If you're a college student, about to be a college student, or a parent of a college student you might be interested in this essay by Greg Veltman. Veltman talks about college life and weaving the themes of Tom Wolfe's I Am Charlotte Simmons and a book titled My Freshman Year together with lyrics from Dave Matthews, among others, to paint a portrait of the joys as well as the emptiness and alienation that can accompany college life. He writes:
For me, college was marked by the experience of dissolving relationships, by family's scattering about the globe, and by home-packing-up and relocating hundreds of miles away. I have rarely returned to a place. Everything seems different where I used to belong. I am a stranger. But that reality is not just in the past, it is with me in the present. And this tangled life makes me remember that a heart can hurt. But it has also given me courage to take risks, to know that the way of real redemption means taking off an old self, and being made anew.
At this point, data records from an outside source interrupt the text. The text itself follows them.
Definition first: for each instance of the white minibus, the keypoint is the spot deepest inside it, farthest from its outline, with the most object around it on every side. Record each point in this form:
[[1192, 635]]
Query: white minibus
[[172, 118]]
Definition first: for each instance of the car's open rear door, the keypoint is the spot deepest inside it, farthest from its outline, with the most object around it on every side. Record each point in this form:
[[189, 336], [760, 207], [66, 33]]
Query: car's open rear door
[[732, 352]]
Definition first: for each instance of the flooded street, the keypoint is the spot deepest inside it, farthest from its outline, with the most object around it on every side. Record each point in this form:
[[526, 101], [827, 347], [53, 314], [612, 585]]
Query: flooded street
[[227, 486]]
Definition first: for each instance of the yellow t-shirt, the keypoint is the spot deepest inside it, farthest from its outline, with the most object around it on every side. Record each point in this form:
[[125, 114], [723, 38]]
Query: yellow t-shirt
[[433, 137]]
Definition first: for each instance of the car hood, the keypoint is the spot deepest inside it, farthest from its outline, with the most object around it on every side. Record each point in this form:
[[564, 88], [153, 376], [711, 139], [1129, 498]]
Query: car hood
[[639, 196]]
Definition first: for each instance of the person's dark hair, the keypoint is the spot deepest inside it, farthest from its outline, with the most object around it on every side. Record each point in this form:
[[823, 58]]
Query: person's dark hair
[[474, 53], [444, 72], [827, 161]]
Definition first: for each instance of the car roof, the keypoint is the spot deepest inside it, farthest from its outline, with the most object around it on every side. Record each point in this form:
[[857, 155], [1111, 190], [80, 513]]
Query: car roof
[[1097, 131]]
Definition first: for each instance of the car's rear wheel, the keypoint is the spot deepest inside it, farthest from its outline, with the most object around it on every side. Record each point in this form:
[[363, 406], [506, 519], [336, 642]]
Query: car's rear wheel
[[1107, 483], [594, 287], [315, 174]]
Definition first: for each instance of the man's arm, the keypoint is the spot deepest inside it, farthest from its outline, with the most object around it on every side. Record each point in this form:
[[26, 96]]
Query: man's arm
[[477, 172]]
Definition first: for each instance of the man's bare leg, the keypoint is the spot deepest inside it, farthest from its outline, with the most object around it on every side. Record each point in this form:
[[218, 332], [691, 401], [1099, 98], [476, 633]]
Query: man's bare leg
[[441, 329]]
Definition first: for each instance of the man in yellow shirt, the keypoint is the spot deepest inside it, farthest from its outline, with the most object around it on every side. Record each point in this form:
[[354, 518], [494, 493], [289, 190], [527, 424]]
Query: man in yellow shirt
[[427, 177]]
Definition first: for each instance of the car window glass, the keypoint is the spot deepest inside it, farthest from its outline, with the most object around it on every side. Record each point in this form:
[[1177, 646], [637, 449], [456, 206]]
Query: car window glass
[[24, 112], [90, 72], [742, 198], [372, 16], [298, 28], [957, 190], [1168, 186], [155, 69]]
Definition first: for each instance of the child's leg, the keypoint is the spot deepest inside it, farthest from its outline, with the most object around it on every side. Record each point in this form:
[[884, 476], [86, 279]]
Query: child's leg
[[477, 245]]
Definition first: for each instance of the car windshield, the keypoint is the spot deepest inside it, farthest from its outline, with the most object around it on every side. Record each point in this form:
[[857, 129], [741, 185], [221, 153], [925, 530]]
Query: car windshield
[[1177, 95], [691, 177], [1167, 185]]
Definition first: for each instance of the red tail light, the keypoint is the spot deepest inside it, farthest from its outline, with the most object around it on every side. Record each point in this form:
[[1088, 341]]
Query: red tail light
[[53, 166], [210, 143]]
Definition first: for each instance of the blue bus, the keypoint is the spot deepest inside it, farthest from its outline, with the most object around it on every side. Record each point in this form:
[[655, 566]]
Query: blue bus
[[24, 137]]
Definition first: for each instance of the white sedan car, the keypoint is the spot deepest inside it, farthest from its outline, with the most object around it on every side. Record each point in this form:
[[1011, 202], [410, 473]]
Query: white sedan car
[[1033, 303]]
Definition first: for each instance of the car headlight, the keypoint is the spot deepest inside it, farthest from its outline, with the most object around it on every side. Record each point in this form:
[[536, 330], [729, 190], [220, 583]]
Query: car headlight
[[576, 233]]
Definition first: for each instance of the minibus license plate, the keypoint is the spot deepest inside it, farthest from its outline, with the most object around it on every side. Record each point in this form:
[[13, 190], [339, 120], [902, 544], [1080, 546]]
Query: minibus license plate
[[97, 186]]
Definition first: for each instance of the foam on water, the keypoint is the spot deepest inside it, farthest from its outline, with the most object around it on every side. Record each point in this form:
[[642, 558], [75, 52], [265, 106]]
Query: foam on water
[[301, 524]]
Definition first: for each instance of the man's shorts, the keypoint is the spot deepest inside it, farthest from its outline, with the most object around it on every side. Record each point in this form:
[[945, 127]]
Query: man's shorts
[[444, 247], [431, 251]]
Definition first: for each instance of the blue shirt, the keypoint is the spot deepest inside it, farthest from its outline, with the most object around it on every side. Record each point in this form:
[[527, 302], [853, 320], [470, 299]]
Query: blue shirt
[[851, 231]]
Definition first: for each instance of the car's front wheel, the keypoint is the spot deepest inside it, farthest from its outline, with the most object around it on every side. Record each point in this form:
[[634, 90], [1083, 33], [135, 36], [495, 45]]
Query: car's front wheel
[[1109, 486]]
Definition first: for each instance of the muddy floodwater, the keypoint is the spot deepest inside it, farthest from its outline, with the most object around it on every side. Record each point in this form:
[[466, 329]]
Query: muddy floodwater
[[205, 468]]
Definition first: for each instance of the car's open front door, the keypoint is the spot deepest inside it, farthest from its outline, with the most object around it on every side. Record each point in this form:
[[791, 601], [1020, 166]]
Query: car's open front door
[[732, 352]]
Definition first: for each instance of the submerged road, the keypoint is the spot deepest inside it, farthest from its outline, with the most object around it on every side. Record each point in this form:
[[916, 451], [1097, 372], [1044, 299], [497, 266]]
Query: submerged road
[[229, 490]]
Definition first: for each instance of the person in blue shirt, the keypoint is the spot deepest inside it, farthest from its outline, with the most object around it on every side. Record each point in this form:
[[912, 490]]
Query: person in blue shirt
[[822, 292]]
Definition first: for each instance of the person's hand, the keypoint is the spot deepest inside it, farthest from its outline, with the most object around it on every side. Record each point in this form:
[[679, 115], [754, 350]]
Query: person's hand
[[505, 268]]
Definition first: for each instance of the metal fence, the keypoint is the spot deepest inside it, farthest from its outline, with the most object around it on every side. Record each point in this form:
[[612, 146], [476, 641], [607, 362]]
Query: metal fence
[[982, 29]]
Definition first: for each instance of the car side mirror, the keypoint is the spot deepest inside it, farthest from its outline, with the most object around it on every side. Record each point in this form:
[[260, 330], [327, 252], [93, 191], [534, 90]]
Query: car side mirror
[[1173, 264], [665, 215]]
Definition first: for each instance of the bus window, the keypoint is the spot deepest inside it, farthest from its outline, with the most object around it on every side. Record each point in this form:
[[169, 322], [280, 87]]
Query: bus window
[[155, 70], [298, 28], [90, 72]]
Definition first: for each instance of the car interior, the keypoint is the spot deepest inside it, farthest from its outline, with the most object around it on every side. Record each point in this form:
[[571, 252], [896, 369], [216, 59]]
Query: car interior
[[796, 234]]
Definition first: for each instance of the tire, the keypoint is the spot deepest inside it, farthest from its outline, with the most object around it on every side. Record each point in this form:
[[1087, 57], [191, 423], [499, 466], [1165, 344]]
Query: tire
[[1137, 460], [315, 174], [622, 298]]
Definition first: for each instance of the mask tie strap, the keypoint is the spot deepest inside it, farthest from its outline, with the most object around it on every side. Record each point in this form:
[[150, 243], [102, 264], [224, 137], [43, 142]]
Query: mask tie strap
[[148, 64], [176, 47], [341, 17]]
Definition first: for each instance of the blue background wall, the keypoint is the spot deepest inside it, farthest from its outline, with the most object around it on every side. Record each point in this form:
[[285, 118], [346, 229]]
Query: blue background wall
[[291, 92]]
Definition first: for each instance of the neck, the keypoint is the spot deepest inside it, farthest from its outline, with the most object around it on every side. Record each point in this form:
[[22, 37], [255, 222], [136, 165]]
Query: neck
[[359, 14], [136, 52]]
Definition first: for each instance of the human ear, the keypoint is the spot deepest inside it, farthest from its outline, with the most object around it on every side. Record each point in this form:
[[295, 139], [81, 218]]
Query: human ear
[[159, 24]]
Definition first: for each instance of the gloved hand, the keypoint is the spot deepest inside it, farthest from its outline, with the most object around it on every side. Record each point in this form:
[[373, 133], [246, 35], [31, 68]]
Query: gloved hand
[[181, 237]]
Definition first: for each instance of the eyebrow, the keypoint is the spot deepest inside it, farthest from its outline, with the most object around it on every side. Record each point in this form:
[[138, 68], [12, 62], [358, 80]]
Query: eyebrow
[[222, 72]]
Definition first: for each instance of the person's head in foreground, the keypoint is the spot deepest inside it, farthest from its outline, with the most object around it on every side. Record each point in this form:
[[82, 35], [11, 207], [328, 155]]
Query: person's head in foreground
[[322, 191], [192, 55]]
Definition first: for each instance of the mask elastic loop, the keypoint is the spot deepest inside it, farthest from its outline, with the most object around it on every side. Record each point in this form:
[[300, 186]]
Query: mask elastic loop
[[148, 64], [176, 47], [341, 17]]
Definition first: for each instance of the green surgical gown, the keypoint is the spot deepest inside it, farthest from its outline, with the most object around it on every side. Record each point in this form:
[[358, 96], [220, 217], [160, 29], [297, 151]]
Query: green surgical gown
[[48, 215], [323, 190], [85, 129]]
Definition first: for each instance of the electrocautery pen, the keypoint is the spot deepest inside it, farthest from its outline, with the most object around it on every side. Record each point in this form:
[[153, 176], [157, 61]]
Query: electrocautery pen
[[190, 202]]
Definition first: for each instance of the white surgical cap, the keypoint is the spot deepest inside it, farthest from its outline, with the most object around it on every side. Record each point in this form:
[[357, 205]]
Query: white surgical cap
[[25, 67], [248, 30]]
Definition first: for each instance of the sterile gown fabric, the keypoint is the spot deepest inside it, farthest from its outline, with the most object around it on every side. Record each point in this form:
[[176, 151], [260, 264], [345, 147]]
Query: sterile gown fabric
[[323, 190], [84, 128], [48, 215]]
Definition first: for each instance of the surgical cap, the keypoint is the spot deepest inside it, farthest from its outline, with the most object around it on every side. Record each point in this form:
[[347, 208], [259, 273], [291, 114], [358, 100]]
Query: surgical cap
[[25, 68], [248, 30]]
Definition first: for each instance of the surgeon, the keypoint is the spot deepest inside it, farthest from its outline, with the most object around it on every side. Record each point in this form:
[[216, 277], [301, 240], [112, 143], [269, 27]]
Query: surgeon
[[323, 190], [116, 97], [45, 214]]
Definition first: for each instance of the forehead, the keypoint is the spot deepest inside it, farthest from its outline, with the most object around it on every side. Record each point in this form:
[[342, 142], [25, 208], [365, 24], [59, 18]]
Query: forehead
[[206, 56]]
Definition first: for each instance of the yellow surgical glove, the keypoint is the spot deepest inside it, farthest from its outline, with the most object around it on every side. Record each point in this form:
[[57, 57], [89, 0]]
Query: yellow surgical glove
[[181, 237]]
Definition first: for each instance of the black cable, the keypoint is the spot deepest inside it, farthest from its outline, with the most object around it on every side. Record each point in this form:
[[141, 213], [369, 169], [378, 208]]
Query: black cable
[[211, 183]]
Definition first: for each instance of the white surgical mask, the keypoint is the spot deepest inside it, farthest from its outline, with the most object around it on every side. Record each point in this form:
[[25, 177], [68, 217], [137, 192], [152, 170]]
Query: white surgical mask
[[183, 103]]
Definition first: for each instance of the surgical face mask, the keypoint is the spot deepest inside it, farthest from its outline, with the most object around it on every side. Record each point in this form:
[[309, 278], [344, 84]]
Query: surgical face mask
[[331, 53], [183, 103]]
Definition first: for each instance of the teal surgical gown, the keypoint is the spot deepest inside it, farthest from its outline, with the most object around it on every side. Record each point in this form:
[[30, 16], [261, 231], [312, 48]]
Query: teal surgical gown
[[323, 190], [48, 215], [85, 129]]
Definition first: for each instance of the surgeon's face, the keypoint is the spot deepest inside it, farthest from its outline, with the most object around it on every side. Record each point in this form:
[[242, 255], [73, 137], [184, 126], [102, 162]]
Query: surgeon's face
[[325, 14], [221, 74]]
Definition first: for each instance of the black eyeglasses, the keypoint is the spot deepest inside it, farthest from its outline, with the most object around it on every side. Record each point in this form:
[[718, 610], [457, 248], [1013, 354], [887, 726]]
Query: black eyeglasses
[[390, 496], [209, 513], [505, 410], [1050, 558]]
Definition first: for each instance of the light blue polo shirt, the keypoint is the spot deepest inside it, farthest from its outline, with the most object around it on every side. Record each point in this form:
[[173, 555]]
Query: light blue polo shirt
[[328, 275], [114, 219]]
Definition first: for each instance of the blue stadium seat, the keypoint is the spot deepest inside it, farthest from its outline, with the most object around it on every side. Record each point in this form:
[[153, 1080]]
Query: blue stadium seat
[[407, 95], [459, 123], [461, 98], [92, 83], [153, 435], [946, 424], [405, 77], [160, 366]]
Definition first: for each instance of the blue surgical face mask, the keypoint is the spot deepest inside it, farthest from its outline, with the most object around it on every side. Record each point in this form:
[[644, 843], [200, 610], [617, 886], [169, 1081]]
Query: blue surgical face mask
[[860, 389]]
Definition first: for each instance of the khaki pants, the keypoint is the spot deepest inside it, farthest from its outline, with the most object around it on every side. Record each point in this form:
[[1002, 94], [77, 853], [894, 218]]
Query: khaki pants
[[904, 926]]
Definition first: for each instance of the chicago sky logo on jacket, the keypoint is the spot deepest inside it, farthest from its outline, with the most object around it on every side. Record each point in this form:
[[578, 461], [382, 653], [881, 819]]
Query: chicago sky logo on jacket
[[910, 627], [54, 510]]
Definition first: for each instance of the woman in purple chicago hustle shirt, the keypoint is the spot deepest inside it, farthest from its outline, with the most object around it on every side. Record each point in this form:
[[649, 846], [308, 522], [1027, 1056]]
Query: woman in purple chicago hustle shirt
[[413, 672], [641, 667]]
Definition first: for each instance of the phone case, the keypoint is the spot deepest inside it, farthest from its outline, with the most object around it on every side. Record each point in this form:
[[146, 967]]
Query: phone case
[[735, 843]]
The solution cannot be to turn life into an abstraction. As we tell our stories in community, we see our entanglement, and our vulnerabilities become connections with who we are, together.
There's much of value in Veltman's essay and I commend it to our readers. I also recommend this article in Rolling Stone for a disturbing look at the seamy side of modern college life. It's not just about drinking anymore. If you're a parent you might want to consider sending your daughters to a convent.